Pubblichiamo la lettera firmata da oltre 170 persone (docenti, ricercatori, studenti, attivisti, cittadini) in risposta all’articolo del giornalista Domenico Quirico e pubblicato su “La Stampa” con titolo “Sulle montagne della Tunisia gli ex ragazzi della rivoluzione adesso sognano il Califfato”, considerato dagli autori dell’appello un articolo strumentale e non aderente alla realtà della Tunisia. 

Assistiamo da tempo al tentativo di trasmettere un’immagine stereotipata e semplificata della complessa realtà che ruota intorno al mondo arabo, in particolare da quando,in seguito alle “rivoluzioni” arabe del 2011 e all’aumento del fenomeno migratorio nel bacino Mediterraneo, l’attualità di alcuni Paesi ha acquistato visibilità in diversi media mainstream.

Come spesso è avvenuto per la Siria, l’Egitto, la Palestina e altri Paesi dell’area, la Tunisia è attualmente vittima di una campagna di disinformazione che mira a semplificaree manipolare la complessa realtà esistente, peraltro in continua evoluzione.

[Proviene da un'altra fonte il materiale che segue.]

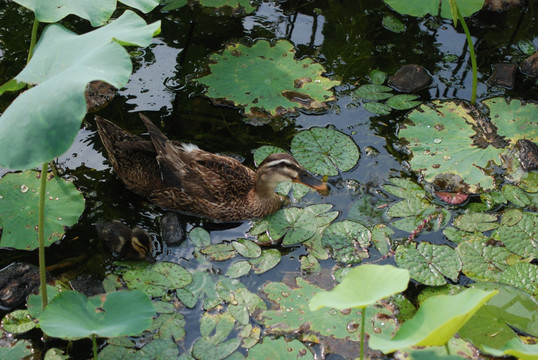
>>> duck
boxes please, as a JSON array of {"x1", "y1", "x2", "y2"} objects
[
  {"x1": 95, "y1": 221, "x2": 155, "y2": 263},
  {"x1": 95, "y1": 114, "x2": 329, "y2": 222}
]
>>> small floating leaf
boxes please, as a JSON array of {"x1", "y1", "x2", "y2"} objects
[
  {"x1": 195, "y1": 40, "x2": 339, "y2": 117},
  {"x1": 394, "y1": 242, "x2": 461, "y2": 286},
  {"x1": 0, "y1": 171, "x2": 84, "y2": 250},
  {"x1": 309, "y1": 264, "x2": 409, "y2": 311},
  {"x1": 369, "y1": 289, "x2": 497, "y2": 353},
  {"x1": 39, "y1": 290, "x2": 155, "y2": 339},
  {"x1": 291, "y1": 128, "x2": 360, "y2": 176}
]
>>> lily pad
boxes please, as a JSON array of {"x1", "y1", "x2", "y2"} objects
[
  {"x1": 309, "y1": 264, "x2": 409, "y2": 311},
  {"x1": 291, "y1": 127, "x2": 360, "y2": 176},
  {"x1": 321, "y1": 220, "x2": 372, "y2": 264},
  {"x1": 14, "y1": 0, "x2": 159, "y2": 27},
  {"x1": 0, "y1": 10, "x2": 160, "y2": 169},
  {"x1": 369, "y1": 289, "x2": 497, "y2": 353},
  {"x1": 399, "y1": 98, "x2": 538, "y2": 193},
  {"x1": 0, "y1": 171, "x2": 84, "y2": 250},
  {"x1": 195, "y1": 40, "x2": 340, "y2": 117},
  {"x1": 39, "y1": 291, "x2": 155, "y2": 339},
  {"x1": 394, "y1": 242, "x2": 461, "y2": 286}
]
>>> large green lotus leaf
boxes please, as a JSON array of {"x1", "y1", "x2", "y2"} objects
[
  {"x1": 399, "y1": 98, "x2": 538, "y2": 192},
  {"x1": 0, "y1": 11, "x2": 160, "y2": 169},
  {"x1": 122, "y1": 262, "x2": 192, "y2": 297},
  {"x1": 248, "y1": 337, "x2": 314, "y2": 360},
  {"x1": 394, "y1": 242, "x2": 461, "y2": 286},
  {"x1": 482, "y1": 338, "x2": 538, "y2": 360},
  {"x1": 0, "y1": 171, "x2": 84, "y2": 250},
  {"x1": 321, "y1": 220, "x2": 372, "y2": 264},
  {"x1": 39, "y1": 290, "x2": 155, "y2": 339},
  {"x1": 384, "y1": 0, "x2": 484, "y2": 19},
  {"x1": 259, "y1": 278, "x2": 395, "y2": 341},
  {"x1": 291, "y1": 127, "x2": 360, "y2": 176},
  {"x1": 456, "y1": 239, "x2": 514, "y2": 281},
  {"x1": 309, "y1": 264, "x2": 409, "y2": 311},
  {"x1": 14, "y1": 0, "x2": 159, "y2": 27},
  {"x1": 459, "y1": 283, "x2": 538, "y2": 348},
  {"x1": 196, "y1": 40, "x2": 339, "y2": 117},
  {"x1": 198, "y1": 0, "x2": 256, "y2": 14},
  {"x1": 492, "y1": 213, "x2": 538, "y2": 259},
  {"x1": 368, "y1": 289, "x2": 497, "y2": 353}
]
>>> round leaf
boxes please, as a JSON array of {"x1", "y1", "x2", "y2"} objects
[
  {"x1": 309, "y1": 264, "x2": 409, "y2": 311},
  {"x1": 291, "y1": 128, "x2": 360, "y2": 176},
  {"x1": 0, "y1": 171, "x2": 84, "y2": 250}
]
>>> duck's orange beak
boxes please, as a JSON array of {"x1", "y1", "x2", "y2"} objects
[{"x1": 293, "y1": 171, "x2": 330, "y2": 195}]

L’articolo “Sulle montagne della Tunisia gli ex ragazzi della rivoluzione adesso sognano il Califfato” pubblicato da La Stampa in data 28 gennaio a firma di Domenico Quirico è, a nostro avviso, un esempio di disinformazione e di interpretazione strumentale del periodo storico che il Paese sta vivendo. Dalle parole dell’autore sembrerebbe che la rivoluzione tunisina, dopo aver aperto e illuminato di speranza il Mediterraneo nel 2011, starebbe oggi virando verso una traiettoria buia che porterebbe ad una “terribile rivoluzione” islamica con epicentro nella città di Kasserine. Quirico rappresenta i nuovi leader della rivoluzione come “uomini arditi dalle lingue affilate e le barbe lunghe”. Il tutto, poi, è fomentato dall’apologia di Daesch che, a detta del giornalista, riempirebbe le mura della città.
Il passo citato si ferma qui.